Project Summary The development of isoform-selective histone deacetylase (HDAC) radiotracers will fill critical knowledge gaps that exist in our understanding of HDAC function in the human brain. HDAC6 is primary among the isoforms of HDAC that, to date, have exhibited strong therapeutic potential. Compelling preclinical evidence supports HDAC6 inhibition for the treatment of depression and neurodegenerative diseases and translational tools such as a positron emission tomography radiotracer targeting HDAC6 will allow us to assess the relevance of preclinical findings in the human brain. HDAC6 acts not by removing acetyl groups from histones as its name might suggest, but instead by regulating the acetylation state of several non-histone proteins including α- tubulin, cortactin, tau, HSP90 and catenin. Inhibitors that selectively engage HDAC6 over the other ten isoforms of HDAC have been developed by our team and by others in the field and provide the foundation for PET radiotracer development. Using known HDAC6 inhibitor scaffolds, we will design and synthesize a library of HDAC6 inhibitors that can be readily labeled with a positron-emitting isotope (carbon-11 or fluorine-18). The library will undergo rigorous physiochemical and biochemical profiling including assays that evaluate HDAC- isoform selectivity and efficacy in cultured human neurons and that predict blood-brain barrier penetration. Compounds prioritized through these assays will be radiolabeled and evaluated in rodents for brain uptake, pharmacokinetics and specific (saturable) binding. Promising in vivo imaging results will be validated using HDAC6 knock-out mouse imaging. Finally to set the stage for translation to human HDAC6 imaging (which our team has accomplished for class-I HDAC imaging), we will evaluate priority compounds in non-human primates to determine regional brain binding using full metabolite-corrected arterial blood input function correction and kinetic modeling. By the end of the grant project period, our team will be poised to measure the density-distribution of HDAC6 in the human brain over the course of natural heterogeneity (e.g. age and sex differences) and in patients with HDAC6-implicated brain disorders.

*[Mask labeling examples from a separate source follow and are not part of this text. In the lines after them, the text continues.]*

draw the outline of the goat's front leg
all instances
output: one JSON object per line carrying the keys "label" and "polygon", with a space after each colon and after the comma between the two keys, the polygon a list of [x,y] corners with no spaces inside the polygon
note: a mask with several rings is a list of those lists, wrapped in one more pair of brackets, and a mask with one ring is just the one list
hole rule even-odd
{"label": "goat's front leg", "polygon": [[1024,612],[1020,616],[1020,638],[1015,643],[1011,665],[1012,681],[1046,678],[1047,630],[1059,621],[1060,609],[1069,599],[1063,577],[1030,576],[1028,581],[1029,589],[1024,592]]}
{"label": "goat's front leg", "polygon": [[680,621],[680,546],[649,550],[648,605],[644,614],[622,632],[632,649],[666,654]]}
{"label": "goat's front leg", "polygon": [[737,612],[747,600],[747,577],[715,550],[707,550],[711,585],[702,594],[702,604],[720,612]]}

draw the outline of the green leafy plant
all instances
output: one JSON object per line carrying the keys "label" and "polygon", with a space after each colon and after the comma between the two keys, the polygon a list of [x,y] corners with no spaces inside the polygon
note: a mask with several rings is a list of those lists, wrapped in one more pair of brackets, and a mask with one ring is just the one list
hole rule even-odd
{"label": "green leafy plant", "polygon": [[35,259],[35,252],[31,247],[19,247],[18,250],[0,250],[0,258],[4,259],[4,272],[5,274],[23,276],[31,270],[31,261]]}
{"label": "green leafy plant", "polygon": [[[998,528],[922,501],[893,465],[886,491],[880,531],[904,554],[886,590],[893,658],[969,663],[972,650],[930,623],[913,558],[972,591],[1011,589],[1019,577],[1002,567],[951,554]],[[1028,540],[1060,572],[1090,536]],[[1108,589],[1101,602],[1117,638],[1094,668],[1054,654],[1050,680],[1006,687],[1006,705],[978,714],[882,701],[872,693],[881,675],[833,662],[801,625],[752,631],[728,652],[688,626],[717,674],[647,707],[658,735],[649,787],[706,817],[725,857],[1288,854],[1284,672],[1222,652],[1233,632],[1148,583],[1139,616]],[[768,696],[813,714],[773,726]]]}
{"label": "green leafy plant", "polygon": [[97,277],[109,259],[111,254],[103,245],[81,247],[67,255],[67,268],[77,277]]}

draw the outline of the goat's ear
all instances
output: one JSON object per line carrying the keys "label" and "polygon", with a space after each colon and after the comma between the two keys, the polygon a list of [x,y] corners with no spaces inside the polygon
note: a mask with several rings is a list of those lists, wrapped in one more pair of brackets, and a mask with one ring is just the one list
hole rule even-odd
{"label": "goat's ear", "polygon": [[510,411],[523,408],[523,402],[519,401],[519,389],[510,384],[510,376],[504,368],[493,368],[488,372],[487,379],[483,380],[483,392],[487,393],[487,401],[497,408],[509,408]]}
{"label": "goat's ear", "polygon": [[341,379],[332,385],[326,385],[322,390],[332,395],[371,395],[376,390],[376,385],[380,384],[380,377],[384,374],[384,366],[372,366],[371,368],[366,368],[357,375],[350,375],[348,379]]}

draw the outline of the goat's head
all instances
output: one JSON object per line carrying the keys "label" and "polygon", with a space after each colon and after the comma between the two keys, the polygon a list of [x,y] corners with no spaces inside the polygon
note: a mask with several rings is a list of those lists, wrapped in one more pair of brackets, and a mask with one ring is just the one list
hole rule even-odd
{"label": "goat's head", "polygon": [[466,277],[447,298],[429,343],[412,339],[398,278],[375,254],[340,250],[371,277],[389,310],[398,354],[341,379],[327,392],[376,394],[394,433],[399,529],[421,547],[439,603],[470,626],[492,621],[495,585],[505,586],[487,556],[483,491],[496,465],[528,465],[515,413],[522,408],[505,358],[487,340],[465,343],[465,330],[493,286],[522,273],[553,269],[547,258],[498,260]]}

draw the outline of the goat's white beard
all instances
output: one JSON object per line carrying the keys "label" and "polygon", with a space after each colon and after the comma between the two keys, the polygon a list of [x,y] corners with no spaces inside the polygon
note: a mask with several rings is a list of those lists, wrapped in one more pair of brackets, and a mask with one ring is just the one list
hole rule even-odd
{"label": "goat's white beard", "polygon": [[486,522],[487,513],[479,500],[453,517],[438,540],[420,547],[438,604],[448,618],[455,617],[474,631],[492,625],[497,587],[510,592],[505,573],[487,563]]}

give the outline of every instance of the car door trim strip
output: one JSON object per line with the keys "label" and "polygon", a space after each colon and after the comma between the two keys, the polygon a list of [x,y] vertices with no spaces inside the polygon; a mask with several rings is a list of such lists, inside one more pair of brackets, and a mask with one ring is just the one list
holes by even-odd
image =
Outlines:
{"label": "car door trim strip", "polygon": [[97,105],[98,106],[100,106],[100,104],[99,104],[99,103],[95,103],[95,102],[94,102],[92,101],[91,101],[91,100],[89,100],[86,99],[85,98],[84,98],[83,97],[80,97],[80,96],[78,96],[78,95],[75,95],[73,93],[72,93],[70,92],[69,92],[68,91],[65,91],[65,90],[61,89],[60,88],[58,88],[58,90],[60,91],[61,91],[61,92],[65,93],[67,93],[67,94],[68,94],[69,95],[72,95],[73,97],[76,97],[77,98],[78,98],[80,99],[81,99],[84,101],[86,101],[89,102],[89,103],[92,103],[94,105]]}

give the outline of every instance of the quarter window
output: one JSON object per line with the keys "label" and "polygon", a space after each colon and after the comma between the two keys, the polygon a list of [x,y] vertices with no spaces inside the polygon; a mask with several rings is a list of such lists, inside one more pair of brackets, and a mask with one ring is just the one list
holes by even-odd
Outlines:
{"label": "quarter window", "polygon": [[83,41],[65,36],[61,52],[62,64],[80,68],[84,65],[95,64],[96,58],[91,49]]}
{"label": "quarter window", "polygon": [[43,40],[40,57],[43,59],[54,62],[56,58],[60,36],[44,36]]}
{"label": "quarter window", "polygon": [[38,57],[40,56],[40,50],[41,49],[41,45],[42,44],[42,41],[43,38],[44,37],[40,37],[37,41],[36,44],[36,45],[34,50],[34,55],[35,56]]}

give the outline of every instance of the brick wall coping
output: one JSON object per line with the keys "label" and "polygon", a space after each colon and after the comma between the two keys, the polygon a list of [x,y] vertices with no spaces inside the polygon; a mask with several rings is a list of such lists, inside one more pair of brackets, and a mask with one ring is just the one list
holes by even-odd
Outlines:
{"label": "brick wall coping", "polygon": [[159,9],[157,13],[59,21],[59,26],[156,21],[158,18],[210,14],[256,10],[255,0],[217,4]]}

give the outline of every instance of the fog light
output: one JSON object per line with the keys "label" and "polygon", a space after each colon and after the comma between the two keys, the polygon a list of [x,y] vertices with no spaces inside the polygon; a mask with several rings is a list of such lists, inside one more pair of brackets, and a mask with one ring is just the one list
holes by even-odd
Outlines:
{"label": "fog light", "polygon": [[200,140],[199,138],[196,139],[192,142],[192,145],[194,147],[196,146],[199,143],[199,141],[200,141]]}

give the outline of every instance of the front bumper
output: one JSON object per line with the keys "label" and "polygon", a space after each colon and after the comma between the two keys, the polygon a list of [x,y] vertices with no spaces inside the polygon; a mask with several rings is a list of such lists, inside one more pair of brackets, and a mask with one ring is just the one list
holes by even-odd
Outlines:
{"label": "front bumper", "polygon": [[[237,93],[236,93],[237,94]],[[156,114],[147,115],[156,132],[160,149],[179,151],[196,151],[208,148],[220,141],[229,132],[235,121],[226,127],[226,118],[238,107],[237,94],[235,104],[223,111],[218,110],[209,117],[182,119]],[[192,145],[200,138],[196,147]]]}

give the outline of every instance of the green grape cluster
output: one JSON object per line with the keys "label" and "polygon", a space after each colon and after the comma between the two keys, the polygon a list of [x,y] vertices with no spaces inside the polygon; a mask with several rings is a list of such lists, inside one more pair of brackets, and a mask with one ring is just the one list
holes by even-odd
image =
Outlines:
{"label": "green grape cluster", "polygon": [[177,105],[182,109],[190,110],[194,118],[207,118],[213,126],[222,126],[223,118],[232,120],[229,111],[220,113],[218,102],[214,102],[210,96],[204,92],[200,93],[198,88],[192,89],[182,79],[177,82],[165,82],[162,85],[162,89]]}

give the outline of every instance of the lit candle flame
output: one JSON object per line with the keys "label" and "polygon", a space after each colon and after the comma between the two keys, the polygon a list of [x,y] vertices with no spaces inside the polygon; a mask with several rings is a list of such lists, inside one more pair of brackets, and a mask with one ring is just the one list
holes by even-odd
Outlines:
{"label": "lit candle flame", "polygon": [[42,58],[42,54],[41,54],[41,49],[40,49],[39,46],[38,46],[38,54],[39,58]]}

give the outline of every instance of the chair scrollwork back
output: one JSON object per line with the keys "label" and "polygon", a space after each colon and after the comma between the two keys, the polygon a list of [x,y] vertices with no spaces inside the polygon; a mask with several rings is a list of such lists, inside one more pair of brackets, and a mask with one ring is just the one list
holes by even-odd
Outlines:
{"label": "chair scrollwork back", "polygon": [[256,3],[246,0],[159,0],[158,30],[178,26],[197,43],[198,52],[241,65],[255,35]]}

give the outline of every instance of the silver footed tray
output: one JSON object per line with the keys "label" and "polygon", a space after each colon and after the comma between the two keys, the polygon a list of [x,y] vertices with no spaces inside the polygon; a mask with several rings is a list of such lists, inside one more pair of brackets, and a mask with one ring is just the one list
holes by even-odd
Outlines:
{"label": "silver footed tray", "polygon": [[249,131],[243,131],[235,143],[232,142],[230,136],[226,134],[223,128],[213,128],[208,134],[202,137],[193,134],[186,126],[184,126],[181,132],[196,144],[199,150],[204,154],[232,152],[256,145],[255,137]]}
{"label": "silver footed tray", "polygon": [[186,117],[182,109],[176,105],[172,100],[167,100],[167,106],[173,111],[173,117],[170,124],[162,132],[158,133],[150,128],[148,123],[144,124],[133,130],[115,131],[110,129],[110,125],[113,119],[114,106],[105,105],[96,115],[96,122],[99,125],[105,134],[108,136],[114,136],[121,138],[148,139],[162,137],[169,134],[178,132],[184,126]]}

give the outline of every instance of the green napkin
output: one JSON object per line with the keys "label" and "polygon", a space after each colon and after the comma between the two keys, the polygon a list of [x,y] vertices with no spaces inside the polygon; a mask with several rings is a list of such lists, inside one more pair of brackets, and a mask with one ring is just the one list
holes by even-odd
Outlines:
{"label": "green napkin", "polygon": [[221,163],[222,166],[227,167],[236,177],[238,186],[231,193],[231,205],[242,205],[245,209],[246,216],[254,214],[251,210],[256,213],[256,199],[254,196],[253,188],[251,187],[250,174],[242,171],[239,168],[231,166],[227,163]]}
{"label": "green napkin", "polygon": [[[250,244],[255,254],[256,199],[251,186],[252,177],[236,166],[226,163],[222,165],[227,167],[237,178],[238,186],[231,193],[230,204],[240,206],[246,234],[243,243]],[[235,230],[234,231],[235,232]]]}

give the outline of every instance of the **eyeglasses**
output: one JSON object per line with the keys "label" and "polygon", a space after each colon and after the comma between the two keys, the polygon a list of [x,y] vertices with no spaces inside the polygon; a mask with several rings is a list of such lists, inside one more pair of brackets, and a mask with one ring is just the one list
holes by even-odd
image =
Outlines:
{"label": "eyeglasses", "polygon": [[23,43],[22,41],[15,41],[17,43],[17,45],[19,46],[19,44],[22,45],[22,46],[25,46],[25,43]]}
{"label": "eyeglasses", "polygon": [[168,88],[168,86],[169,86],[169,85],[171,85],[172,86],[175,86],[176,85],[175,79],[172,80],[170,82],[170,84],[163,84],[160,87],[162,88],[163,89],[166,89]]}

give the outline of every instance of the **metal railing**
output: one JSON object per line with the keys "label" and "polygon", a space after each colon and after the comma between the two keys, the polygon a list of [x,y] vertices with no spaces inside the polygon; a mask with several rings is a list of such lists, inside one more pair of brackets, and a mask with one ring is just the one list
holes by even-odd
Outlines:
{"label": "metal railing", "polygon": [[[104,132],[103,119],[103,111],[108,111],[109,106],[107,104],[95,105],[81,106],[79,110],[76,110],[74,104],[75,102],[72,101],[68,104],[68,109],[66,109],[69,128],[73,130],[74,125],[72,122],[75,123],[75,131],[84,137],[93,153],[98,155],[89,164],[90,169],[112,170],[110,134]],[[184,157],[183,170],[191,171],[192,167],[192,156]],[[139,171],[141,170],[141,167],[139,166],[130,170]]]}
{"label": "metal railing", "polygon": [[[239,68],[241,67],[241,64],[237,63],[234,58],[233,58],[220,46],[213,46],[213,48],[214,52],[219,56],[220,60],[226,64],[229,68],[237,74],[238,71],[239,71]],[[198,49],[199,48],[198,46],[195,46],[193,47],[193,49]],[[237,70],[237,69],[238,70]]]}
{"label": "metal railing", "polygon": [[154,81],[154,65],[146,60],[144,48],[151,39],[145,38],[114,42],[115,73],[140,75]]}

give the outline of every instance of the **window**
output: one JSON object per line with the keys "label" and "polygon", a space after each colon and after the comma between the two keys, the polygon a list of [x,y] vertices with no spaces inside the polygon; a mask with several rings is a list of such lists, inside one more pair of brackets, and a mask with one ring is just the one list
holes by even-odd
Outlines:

项目概要 异构体选择性组蛋白脱乙酰酶 (HDAC) 放射性示踪剂的开发将填补关键的知识空白 我们对人脑 HDAC 功能的理解中存在的 HDAC6 是主要的亚型。 迄今为止，HDAC 已表现出强大的治疗潜力。 用于治疗抑郁症和神经退行性疾病的 HDAC6 抑制和转化工具 作为针对 HDAC6 的正电子发射断层扫描放射性示踪剂，我们将能够评估 HDAC6 在人脑中的临床前发现并不是通过从组蛋白中去除乙酰基来发挥作用。 可能表明，而是通过调节包括 α- 在内的几种非组蛋白的乙酰化状态 微管蛋白、cortactin、tau、HSP90 和 catenin 选择性地与其他 10 种 HDAC6 结合的抑制剂。 HDAC 亚型由我们的团队和该领域的其他人开发，并为 PET 放射性示踪剂开发使用已知的 HDAC6 抑制剂支架，我们将设计并合成一个库。 HDAC6 抑制剂可以很容易地用正电子发射同位素（碳 11 或氟 18）标记。 文库将经过严格的理化和生化分析，包括评估 HDAC- 培养的人类神经元中异构体的选择性和功效，并预测血脑屏障的渗透。 通过这些测定确定优先顺序的化合物将被放射性标记，并在啮齿类动物中评估其大脑吸收情况， 将使用体内成像结果来验证药代动力学和特异性（可饱和）结合。 HDAC6 敲除小鼠成像最终为转化为人类 HDAC6 成像（我们的）奠定了基础。 团队已完成 I 类 HDAC 成像），我们将评估非人类化合物的优先级 灵长类动物使用完全代谢物校正的动脉血输入函数来确定区域脑结合 在资助项目期结束时，我们的团队将准备好测量 人脑中 HDAC6 在自然异质性过程中的密度分布（例如年龄和性别） 差异）以及患有 HDAC6 相关脑部疾病的患者。